Decision curves comparing net benefit of CORE and FIB-4. Top: net benefit in training data comparing net benefit of default strategies (“treat all” and “treat none”) with using risk stratification with either CORE or FIB-4. Bottom: net benefit of CORE in both training data and validation data, plus FIB-4 in training data. Net benefit for CORE in training data (AMORIS) have been optimism corrected using bootstrap validation
In the bottom panel of figure 6, we have added the decision curves for using CORE in the two validation datasets. We see that the net benefit is consistent overall across all three datasets. As the validation datasets had a higher incidence of MALO than the training data, the net benefit starts higher when the risk threshold is low but—as the discrimination performance was lower—the net benefit drops off faster and coincidentally converges with the net benefit of the training data. This indicates that CORE would bring a similar net benefit in all three populations.
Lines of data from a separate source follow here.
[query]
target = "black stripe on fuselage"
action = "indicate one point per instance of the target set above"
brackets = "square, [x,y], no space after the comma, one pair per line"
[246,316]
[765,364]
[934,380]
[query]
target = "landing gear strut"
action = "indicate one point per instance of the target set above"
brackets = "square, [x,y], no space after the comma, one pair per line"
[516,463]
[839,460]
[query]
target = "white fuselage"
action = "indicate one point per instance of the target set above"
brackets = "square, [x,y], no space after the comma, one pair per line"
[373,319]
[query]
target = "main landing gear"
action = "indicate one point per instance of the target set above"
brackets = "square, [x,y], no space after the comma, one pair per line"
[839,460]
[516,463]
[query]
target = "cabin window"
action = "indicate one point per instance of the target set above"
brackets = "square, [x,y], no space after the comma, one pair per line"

In supplementary figure D, we break down the types of MALO events (between compensated cirrhosis, decompensated cirrhosis, and hepatocellular carcinoma) detected by CORE and FIB-4 in the training data. We here use hypothetical cut-off values of 0.4% and 5% for CORE, which would refer the same number of individuals as the established FIB-4 cut-off values of 1.30 and 2.67, respectively. We see that CORE finds more cases of all three types and especially more cases of compensated cirrhosis when using the lower cut-off values (0.4% and 1.30).
As the current screening recommendations are aimed at certain risk groups, we repeated the internal validation of CORE in a subpopulation of 52 202 people who would qualify for screening according to European Association for the Study of the Liver guidelines.8 How this subpopulation was derived is explained in the supplementary materials. This subpopulation had a 10 year risk of MALO of 0.59% (95% confidence interval 0.53% to 0.66%) and an estimated 10 year area under the curve of 0.894 (95% confidence interval 0.855 to 0.929.)
Because the estimated predictive performance in the training data was based on partially imputed data of aspartate aminotransferase, alanine aminotransferase, and γ-glutamyl transferase, we also calculated the area under the curve of a complete case dataset with respect to these three variables as a sensitivity analysis. The complete case sample size was 398 149 (83% of total) and the estimated 10 year area under the curve was 0.882 (0.869 to 0.891).